Recuerdo alguna de sus frases, que no todas, algo lógico pues es complicado que queden en el cerebro tamaños absurdos.
– La pieza que tengo. Es que no tengo. No tiene precinto.
– Más o menos son equivalentes. Pero necesitan receta. Como si no los tuviera.
– Son cosas fuertes que no dejan de ser fuertes. Hay que tener cuidado con ellas. Ya se sabe.
– …con hierro amarillo… cápsulas duras… ¡Esta vale! No…es muy fuerte. Tampoco.
– Veinticinco euros. Una pomada. Es cara. No se la aconsejo.
A esto último balbuceó Julián que le parecía bien el precio. Su interrupción molestó de tal forma al boticario que por espacio de cinco listados guardó silencio. Mientras, me acerqué curioso al mostrador. De repente cerró de golpe el libro, y pude leer en la cubierta: Catálogo de medicamentos. Consejero Plus 2006.

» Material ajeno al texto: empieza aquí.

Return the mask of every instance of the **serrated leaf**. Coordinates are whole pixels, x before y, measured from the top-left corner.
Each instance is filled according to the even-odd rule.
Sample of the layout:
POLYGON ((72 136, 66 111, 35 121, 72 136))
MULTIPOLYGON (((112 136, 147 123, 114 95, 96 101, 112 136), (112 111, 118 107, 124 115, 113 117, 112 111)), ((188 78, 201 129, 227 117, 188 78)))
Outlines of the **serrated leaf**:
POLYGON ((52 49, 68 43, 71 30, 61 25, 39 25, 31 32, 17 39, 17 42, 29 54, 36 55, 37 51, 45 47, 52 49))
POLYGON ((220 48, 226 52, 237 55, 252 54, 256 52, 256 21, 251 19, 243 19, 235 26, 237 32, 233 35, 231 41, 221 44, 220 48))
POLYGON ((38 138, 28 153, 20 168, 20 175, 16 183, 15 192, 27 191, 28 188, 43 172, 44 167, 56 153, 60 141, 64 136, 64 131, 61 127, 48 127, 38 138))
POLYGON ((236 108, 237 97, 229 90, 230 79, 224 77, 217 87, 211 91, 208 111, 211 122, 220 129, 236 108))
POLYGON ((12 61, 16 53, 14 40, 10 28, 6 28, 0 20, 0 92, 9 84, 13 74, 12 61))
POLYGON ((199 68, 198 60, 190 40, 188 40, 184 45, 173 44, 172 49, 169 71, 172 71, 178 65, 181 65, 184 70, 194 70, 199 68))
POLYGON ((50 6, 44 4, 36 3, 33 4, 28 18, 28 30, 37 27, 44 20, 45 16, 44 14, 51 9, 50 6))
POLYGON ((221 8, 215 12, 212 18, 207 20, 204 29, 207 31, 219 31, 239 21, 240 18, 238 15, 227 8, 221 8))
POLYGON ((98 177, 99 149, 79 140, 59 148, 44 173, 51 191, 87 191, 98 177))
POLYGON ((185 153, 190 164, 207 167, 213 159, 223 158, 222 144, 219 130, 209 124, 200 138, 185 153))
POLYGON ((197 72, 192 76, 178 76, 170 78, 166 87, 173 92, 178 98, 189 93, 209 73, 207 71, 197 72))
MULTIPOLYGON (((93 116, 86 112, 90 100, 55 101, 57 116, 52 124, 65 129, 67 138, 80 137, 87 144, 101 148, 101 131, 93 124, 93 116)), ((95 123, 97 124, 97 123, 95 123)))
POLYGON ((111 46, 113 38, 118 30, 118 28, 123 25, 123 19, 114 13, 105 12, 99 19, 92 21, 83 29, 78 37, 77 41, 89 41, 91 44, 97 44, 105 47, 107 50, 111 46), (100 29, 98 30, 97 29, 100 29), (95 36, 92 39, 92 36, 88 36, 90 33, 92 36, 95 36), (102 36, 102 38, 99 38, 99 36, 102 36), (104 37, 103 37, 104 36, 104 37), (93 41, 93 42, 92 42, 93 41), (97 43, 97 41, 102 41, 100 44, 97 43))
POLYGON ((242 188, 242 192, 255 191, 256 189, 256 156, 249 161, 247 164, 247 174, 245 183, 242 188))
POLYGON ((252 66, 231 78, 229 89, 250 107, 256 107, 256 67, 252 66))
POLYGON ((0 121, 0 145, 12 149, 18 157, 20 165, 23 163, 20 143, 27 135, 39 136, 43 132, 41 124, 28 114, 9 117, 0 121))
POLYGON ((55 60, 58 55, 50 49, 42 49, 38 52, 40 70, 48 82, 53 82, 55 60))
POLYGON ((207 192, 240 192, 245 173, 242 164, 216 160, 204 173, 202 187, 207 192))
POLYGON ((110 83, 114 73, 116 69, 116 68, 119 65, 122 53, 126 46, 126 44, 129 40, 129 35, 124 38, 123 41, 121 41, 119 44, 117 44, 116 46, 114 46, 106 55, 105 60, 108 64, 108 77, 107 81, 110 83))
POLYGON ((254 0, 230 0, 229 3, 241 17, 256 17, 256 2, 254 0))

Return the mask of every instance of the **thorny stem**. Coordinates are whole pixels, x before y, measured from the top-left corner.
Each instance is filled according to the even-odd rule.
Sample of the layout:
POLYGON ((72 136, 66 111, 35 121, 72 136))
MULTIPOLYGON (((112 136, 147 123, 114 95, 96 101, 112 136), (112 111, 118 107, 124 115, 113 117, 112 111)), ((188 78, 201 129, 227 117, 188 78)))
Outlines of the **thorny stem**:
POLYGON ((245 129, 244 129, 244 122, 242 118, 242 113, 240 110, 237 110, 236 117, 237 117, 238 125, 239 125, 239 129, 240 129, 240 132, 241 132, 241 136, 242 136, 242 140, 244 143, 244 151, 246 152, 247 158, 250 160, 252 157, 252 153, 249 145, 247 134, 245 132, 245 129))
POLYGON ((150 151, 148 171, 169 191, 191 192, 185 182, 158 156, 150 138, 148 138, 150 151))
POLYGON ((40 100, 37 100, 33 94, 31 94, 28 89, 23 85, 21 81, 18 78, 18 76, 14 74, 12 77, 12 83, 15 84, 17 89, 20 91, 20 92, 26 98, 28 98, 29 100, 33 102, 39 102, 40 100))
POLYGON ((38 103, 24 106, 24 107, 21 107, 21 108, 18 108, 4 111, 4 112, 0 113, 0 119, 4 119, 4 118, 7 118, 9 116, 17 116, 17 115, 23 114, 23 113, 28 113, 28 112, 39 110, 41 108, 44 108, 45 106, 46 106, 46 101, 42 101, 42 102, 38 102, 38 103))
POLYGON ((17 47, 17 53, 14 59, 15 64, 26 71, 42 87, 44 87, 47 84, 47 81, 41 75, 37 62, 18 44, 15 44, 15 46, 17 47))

– Vamos con los extranjeros – pronunció rotundo, sacando otro tomo, este menos grueso, al que procedió a maltratar como al anterior.
– Es mejor buscarlo en Internet. Pero ya sabe…a estas horas ponerse a encender los aparatos…tardan un poquito. Y tenemos prisa, ¿no? – continuó su monólogo.
En esto, sonó el teléfono. Se entendió muy claramente que Elena dudada de la capacidad de su marido, por más que Julián pusiera la mano tapando la voz. Quedó evidente cuando le llamó imbécil. No debió dolerle el insulto, que a mi juicio era acertado, pero de pura vergüenza a sus vecinos, que habían entendido lo que de él ella pensaba, se enfadó. ¡Por fin!, pensé para mis adentros.
– ¡Me marcho! ¡Ya está bien! – se atrevió a medio gritar. Pero el farmacéutico le contestó con una orden tajante.
– ¡Espere! – Ladró, y desapareció tras la cortinilla que comunicaba la estancia con el almacén.
Tardó un rato en volver. Julián tenía la mirada esperanzada. Su gesto era serio, digno, teatral, pretendiendo demostrarnos que era un hombre paciente y cabal. Pero su cara cambió al poco, cuando apareció el sádico de la bata blanca. Hacía sonar las pastillas de una caja que había sacado de la rebotica, y que meneaba al lado de la oreja, deleitándose con el ritmo.
– Esto es bueno. Lo mejor. Pero no lo tengo referenciado y no se lo puedo vender. Me parece que estaba encargado. No me acuerdo. No estoy seguro pero es para devolver – dijo, con una sonrisa malévola.
– No. No me diga nada, – miró con gesto desafiante a Julián -, tengo un desorden atroz. Pero si es para devolver…, es para devolver – acabó.
Se parapetó tras el mostrador. Fijó la mirada en un punto de la pared, detrás del pobre hombre, un palmo por encima de su cabeza. Luego, lentamente ladeó la suya buscando la sonrisa cómplice de la faraona del cartel. La encontró y permaneció entusiasmado. Así estaba cuando sonó otra vez el móvil.